= Comitato pro suffragio femminile =

Italian women's organization

The Comitato pro suffragio femminile (Committee for Women's Suffrage) was an Italian organization founded in 1905 in support of women's voting rights. Among the most active participants were Anna Maria Mozzoni, Linda Malnati and Carlotta Clerici.

It was the first organization for women's suffrage in Italy, as well as one of the first national feminist organizations in Italy after the Lega promotrice degli interessi femminili.

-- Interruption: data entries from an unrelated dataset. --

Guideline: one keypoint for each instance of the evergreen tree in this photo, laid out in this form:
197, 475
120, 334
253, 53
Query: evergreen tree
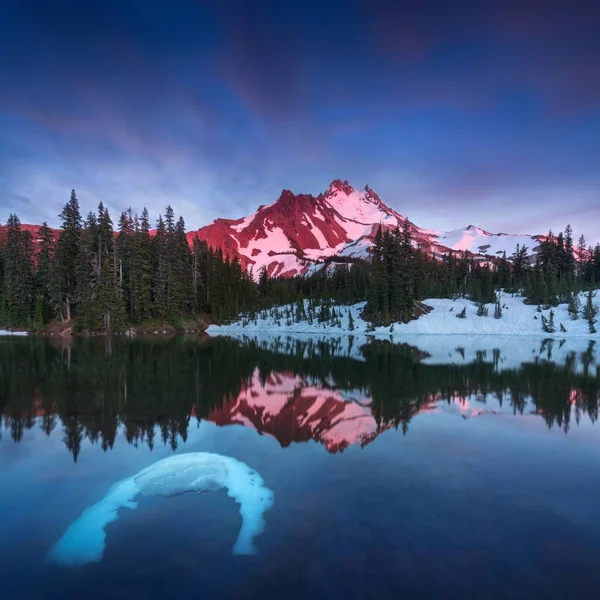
43, 276
64, 285
18, 286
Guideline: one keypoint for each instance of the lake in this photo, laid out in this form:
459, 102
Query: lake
441, 467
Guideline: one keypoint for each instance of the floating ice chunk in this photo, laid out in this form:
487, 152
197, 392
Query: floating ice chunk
84, 540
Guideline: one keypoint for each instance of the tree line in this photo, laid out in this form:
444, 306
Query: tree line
98, 277
151, 392
97, 280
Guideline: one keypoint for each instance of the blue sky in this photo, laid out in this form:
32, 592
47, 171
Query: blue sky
454, 112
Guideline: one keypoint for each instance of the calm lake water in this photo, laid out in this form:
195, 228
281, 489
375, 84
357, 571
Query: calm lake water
444, 467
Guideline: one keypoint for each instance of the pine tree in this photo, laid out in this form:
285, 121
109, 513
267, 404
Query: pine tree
64, 285
43, 276
482, 310
142, 270
18, 274
590, 311
498, 309
574, 306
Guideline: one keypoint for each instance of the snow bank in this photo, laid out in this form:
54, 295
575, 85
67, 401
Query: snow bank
84, 540
518, 319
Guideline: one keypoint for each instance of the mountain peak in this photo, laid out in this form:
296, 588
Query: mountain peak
337, 185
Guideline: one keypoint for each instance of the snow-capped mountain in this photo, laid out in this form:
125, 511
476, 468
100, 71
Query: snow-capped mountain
297, 233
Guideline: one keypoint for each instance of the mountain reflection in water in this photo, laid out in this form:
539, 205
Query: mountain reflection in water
336, 391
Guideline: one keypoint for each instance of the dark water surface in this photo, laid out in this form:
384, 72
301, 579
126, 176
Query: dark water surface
441, 468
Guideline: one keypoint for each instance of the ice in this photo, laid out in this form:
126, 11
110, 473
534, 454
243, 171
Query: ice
85, 539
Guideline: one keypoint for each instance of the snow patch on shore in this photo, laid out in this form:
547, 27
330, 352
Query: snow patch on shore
518, 319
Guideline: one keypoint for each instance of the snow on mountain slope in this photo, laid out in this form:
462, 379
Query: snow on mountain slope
297, 233
479, 241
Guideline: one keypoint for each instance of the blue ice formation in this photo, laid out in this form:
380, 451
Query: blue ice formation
84, 540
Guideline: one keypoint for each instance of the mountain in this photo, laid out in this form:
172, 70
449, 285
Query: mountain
298, 233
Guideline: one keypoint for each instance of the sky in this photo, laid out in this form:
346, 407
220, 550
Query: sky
455, 113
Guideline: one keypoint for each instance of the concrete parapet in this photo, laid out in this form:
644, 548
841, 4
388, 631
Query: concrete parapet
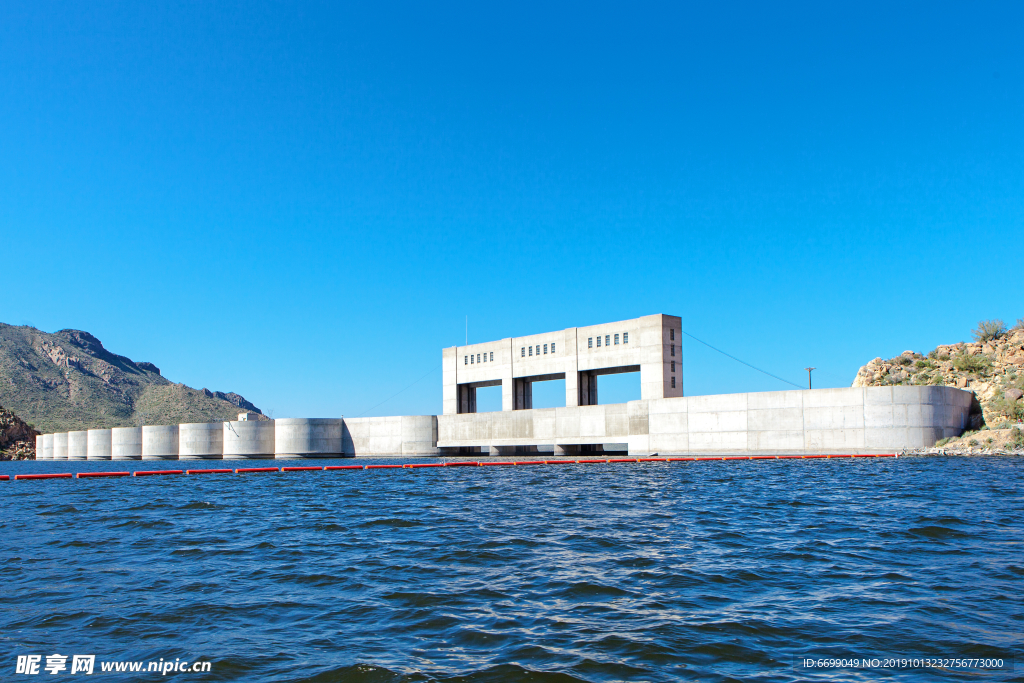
78, 444
307, 437
848, 420
249, 439
203, 440
160, 442
126, 443
98, 446
60, 445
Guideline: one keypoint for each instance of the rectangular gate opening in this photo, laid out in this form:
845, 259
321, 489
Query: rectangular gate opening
488, 398
549, 393
614, 385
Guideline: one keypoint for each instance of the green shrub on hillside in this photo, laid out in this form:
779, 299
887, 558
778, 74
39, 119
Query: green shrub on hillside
988, 330
972, 364
1014, 410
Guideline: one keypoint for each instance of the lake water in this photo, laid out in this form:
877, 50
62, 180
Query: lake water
711, 571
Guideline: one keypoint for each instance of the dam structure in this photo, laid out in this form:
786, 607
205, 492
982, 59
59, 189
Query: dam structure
854, 420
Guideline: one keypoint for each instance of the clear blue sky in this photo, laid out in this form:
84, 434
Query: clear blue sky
302, 202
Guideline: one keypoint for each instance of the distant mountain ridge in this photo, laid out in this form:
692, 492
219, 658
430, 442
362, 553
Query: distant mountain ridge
68, 380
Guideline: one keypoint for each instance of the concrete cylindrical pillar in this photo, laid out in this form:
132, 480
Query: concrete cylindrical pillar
307, 437
126, 443
78, 444
201, 441
248, 439
60, 445
160, 442
99, 444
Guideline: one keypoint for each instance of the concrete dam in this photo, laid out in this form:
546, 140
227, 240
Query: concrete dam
820, 421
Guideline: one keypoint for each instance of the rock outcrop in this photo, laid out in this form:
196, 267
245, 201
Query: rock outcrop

Established in Rome, the Committee was affiliated to the International Women Suffrage Alliance. As such, it was independent of any political or religious preferences. Its principal objectives were to promote, defend and support the women's suffrage movement; to become the focus of action by regional committees; to set up committees in cities where they were absent; and to unite Italian women fighting for voting rights, exploring all legal avenues for obtaining the right for them to vote.

In 1906, on behalf of the committee, Mozzoni presented a petition to the Italian Parliament inviting the deputies to discuss granting voting rights to women. While sensitizing parliamentarians to the issue, it was also effective in forming a basis for discussion by women throughout the country. In order to avoid being associated with the British suffragists, whose methods acted as repulsive to Italian men, the Italian suffragists had a policy to act in a more discreet manner, since it was considered necessary to achieve the goal. The suffrage movement in Italy was quite small compared to its British equivalent.

In 1922, Benito Mussolini gave a promise to Comitato pro suffragio femminile to introduce women's suffrage. Municipal women's suffrage was legalized in 1925, but suffrage on both municipal and national level became powerless after the introduction of Fascist Dictatorship in 1926, and it was not until after the war in 1945 that national women's suffrage was finally enacted.